Relecture déjantée et vacharde de Dr Jekyll and Mr Hyde, Me, Myself and Irene part d'un postulat séduisant, apte à offrir à Carrey un immense terrain d'expérimentation. Et c'est bien là le véritable attrait du film, tout entier dévoué au jeu complètement ahurissant de l'interprète de The Mask. Passé par la case The Truman Show et Man on the Moon, le comédien perfectionne son art, livrant une prestation constamment sur le fil et au final, tout simplement hilarante.
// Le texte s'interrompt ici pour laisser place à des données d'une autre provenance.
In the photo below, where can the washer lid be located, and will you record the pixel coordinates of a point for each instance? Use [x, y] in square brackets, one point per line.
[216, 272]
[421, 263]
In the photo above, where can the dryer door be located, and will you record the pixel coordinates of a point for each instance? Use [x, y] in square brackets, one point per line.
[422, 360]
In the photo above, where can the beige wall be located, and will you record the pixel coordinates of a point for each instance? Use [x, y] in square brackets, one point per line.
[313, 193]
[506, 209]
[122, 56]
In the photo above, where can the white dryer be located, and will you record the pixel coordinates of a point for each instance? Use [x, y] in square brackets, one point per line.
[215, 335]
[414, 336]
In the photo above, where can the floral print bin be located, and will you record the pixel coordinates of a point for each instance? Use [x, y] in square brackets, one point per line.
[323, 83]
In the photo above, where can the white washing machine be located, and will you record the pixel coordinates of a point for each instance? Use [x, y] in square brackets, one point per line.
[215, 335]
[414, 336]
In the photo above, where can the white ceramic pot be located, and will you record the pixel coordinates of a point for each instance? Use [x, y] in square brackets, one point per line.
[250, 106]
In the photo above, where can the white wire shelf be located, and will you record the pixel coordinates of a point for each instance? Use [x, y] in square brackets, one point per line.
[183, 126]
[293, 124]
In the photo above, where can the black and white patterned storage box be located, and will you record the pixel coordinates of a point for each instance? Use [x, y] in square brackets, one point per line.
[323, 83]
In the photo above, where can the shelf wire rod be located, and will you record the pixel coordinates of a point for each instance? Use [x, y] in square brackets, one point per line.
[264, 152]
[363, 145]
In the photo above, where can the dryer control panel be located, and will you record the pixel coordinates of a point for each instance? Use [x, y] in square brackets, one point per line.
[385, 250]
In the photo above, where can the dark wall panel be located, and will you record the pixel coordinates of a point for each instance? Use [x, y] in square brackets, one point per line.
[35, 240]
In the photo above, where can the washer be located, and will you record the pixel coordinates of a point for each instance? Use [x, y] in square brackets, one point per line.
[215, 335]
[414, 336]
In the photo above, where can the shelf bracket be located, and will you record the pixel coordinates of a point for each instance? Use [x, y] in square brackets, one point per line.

Grands romantiques devant l'éternel, les cinéastes lorgnent une fois de plus sur la comédie romantique, tentant de réitérer l'exploit de leur précédent essai mais sans en retrouver la force malgré un capital sympathie évident. La faute peut-être à une écriture moins rigoureuse, et surtout à une alchimie moins palpable, Jim Carrey et Renée Zellweger étant plus occupé à flirter sur le tournage que devant la caméra, ce qui joue rarement en faveur du film en général.
Même constat envers la sous-intrigue policière, déjà envahissante dans Dumb and Dumber, et carrément insipide ici. Reste heureusement un humour potache et gras fonctionnant à merveille, alliant situations absurdes (le coup de la vache increvable) et dialogues amenés à devenir cultes.
Sans être un aussi bon crû que leurs précédents films, Me, Myself and Irene reste une comédie romantique agréable et bien souvent barrée, à voir principalement pour la prestation épique et folle furieuse d'un Jim Carrey au sommet de son art.